The Farsi language contains a significant number of Arabic origin words. As any learner of Farsi as a second language knows, these words can be some of the most difficult to remember; the repeated patterns of recurring affixes, ( م، ت، ا، و، ی، است etc.), can make Arabic origin words blend together in a student’s mind. Fortunately, the morphological patterns that make these words tricky can also be used to aide vocabulary retention. With few exceptions, Arabic origin words are based on a tri-consonant root which is modified by anywhere from zero to three affixes. The utility in this is that a given set of affixes often has a similar effect on the meaning of different roots. Likewise, words derived from the same root but modified by different affix sets also often retain some semantic connection. Of course this morphological to semantic correlation is not absolute and many exceptions do exist, but it is pervasive enough to be useful.

Basic Description

The Parsarabica web-app contains several thousand Farsi Arabic origin words, displayed by their tri-consonant root, by their morphological pattern, or their phonological pattern. When a user enters an Arabic origin word and selects “Root”, Parsarabica returns a page containing the tri-consonant root of the entered word along with its derivatives (co-derivatives). If “Morph” is selected, Parsarabica returns all the words with the same morphological pattern as the entered word (co-morphs). If “Phono” is selected, Parsarabica returns a table with all the words sharing both the same set of affixes and the same short vowels (co-phonos). In all three cases, each word is displayed in a table row with a link to its other entries in Parsarabica, as well as a link to a query of,, and Google Translate. The left-most column contains a graphic indicating the relative frequency of the word in the Uppsala Persian Corpus.

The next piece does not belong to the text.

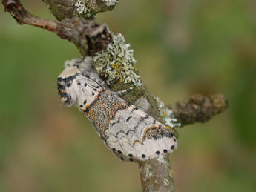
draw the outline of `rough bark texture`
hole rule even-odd
[[[225,111],[228,107],[228,101],[223,95],[203,96],[198,94],[191,96],[188,102],[178,102],[168,107],[184,126],[210,120],[213,116]]]
[[[60,37],[74,43],[83,56],[93,55],[111,41],[105,25],[96,24],[78,16],[72,0],[42,0],[55,17],[61,22],[54,22],[30,14],[20,4],[19,0],[1,0],[5,10],[11,13],[19,24],[27,24],[54,31]],[[101,0],[86,0],[91,13],[111,10],[114,6],[107,7]],[[73,18],[73,19],[70,19]],[[124,90],[128,85],[116,82],[111,85],[114,90]],[[133,86],[128,85],[128,86]],[[162,123],[164,119],[158,109],[157,102],[144,86],[134,87],[123,99],[142,108]],[[177,102],[171,105],[174,117],[182,125],[196,122],[206,122],[212,116],[223,112],[227,102],[223,96],[191,97],[188,103]],[[139,163],[143,191],[175,191],[168,156]]]
[[[67,18],[58,24],[57,33],[74,43],[82,56],[93,56],[108,47],[112,36],[107,26],[83,18]]]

There are several ways that Parsarabica may benefit you as a Farsi language learner. The most obvious is that you can use it to familiarize yourself with tri-consonant roots and the affixes that modify them. You are likely already aware of a few rules governing Arabic origin word construction, and the best way to learn these rules it to see them manifest in as many words as possible. Viewing the Root or Morph table for a word and then following the links to other words in the table will allow you to see co-morphs and co-derivatives adjacent to each other. This will help you make distinctions among co-morphs, which are easy to conflate, and make associations between co-derivatives, co-derivatives which can appear unrelated, but in fact often share a semantic connection to the root concept.

You can also use Parsarabica for finding the root of a word to facilitate retention. By relating the word to its root and co-derivates (some of which you may already know) you can strengthen your recall of the word by forming multiple connections to it. As the you explore the definitions of the co-derivatives you may find it useful to think of co-derivatives as falling under an umbrella concept that encompasses most of the words under it.

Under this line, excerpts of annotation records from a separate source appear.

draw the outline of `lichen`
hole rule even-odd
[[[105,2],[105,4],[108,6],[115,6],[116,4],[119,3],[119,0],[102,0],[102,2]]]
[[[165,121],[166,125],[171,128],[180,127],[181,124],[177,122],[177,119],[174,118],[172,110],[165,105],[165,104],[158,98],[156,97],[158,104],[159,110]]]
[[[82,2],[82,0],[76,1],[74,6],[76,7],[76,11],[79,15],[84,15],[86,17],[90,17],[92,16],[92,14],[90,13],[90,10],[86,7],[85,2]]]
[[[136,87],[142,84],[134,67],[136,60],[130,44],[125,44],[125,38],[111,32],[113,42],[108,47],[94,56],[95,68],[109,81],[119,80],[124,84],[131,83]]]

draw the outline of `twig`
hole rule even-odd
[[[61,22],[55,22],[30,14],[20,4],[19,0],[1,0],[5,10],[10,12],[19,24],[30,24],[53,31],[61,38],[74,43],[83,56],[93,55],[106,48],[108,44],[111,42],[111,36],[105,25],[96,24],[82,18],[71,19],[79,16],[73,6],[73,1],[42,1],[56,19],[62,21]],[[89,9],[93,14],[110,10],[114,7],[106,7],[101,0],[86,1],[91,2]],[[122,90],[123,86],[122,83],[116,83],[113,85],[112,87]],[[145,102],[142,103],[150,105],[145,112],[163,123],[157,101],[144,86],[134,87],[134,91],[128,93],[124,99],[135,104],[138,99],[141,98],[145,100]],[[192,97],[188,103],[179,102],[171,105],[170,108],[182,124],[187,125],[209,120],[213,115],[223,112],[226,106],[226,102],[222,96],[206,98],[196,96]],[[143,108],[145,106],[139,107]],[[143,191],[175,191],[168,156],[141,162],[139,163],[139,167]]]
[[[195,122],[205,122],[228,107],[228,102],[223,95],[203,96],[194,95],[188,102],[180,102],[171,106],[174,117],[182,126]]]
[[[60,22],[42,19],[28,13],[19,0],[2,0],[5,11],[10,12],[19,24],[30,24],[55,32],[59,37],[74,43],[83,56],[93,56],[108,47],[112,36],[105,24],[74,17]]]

A third way for you to use Parsarabica is to learning to predict the short vowels of new words. Short vowels are rarely written in Farsi, so generally pronunciation must be memorized. Parsarabica provides a way to reduce this task by exhibiting the degree to which each morphological pattern has a consistent short vowel pattern. Morphological patterns containing only one short vowel pattern only require the student to associate the pronunciation with the morph, while morphs with many short vowel patterns may require the student to memorize pronunciation for individual words.

Making Parsarabica

While learning Farsi as a student, I found Arabic origin words to be challenging. Gradually, with more exposure as well as guidance from my professors, I began to create a web of these words in my mind. Whenever I learned a new Arabic origin word I would figure out what its root was and look for other words with the same root. Unfortunately the only way I could do this was to guess which other affix sets might modify the root, and type this into Google Translate or another dictionary. This was tedious and inefficient; I searched for many constructions that don't exist as Farsi words and missed countless others that would have been useful vocabulary to learn. I wanted find an application that allowed me to type in a word, get the root, see what other words share this root, and what other words share this pattern of root modification. After searching in vain for such a tool, I eventually decided to create it myself. In my spare time over the past couple years I’ve learned enough Python, HTML and jQuery to develop Parsarabica using the Flask micro-framework and deploy it to an EC2 instance behind an Nginx reverse proxy, where it is freely available for anyone to use. The logic of Parsarabica is fairly simple: it loops through a list of roots and generates all possible Arabic constructions by applying each of the existing affix sets to the root. The construction is then checked against the Uppsala Persian Corpus to see if it actually exists as a Farsi word, and if so how frequently it appeared in the corpus. Each word is tagged with key value pairs denoting a variety of attributes and then inserted into a database, which is queried by the user.